Overview:
We are seeking a Senior Linux Reliability Engineer with extensive knowledge of Linux OS architecture to join our IT Operations team. The ideal candidate will have strong experience with Puppet code, AWX, RHEL, SUSE, and Oracle Linux. As a key member of the RUN team, you will serve as an escalation point for major incidents, providing Level 3 operations support, including root cause analysis. This role also involves collaborating with application owners and technical teams, leading cross-functional initiatives, and integrating new technologies into our enterprise.
Responsibilities:
- Collaborating with cross-functional teams to understand business needs and identify requirements gaps.
- Maintaining the health, reliability, and security of Linux operating systems.
- Analyzing system performance data and proactively identifying potential issues.
- Implementing solutions to ensure optimal performance.
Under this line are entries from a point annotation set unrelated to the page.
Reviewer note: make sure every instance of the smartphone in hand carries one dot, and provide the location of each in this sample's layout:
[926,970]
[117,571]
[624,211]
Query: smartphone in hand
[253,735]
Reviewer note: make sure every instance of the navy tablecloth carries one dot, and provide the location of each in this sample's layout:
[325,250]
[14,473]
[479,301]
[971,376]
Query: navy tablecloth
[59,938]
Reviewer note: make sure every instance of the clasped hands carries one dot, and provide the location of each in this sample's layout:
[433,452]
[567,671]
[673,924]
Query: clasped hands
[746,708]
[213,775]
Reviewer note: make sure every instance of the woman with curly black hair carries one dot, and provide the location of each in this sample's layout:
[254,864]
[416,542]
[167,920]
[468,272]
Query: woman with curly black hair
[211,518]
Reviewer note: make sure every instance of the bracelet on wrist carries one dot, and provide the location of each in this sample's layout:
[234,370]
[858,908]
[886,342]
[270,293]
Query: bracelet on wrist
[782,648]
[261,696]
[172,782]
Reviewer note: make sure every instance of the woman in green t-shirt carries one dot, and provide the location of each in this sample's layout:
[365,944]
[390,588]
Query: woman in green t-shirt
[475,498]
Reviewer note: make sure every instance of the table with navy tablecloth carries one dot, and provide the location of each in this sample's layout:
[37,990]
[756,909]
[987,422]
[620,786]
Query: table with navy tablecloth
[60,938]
- Defining metrics for monitors and optimizing operating system performance.
- Diagnosing and correcting monitoring policy failures.
- Identifying opportunities for process improvements and automation.
- Serving as an escalation point for major incidents and providing Level 3 operations support.
- Coordinating and leading cross-functional initiatives and projects.
- Ingesting new technologies, writing documentation, and performing ingestion validation duties.
- Utilizing scripting for system management and automation.
- Ensuring Operating Systems comply with the organization’s standards.
Requirements:
- Bachelor’s degree or technical institute degree/certificate in a relevant field or equivalent work experience.
- 8+ years of relevant IT work experience.
- Relevant certification is required.
- Excellent problem-solving skills.
- Strong communication and presentation skills.
- Experience with ITSM processes (change management, incident and request creation/tracking).
- Experience with Agile delivery and modern cloud-based software tools (Git, JIRA, Confluence).
- Proficiency with Puppet, AWX, RHEL, and SUSE.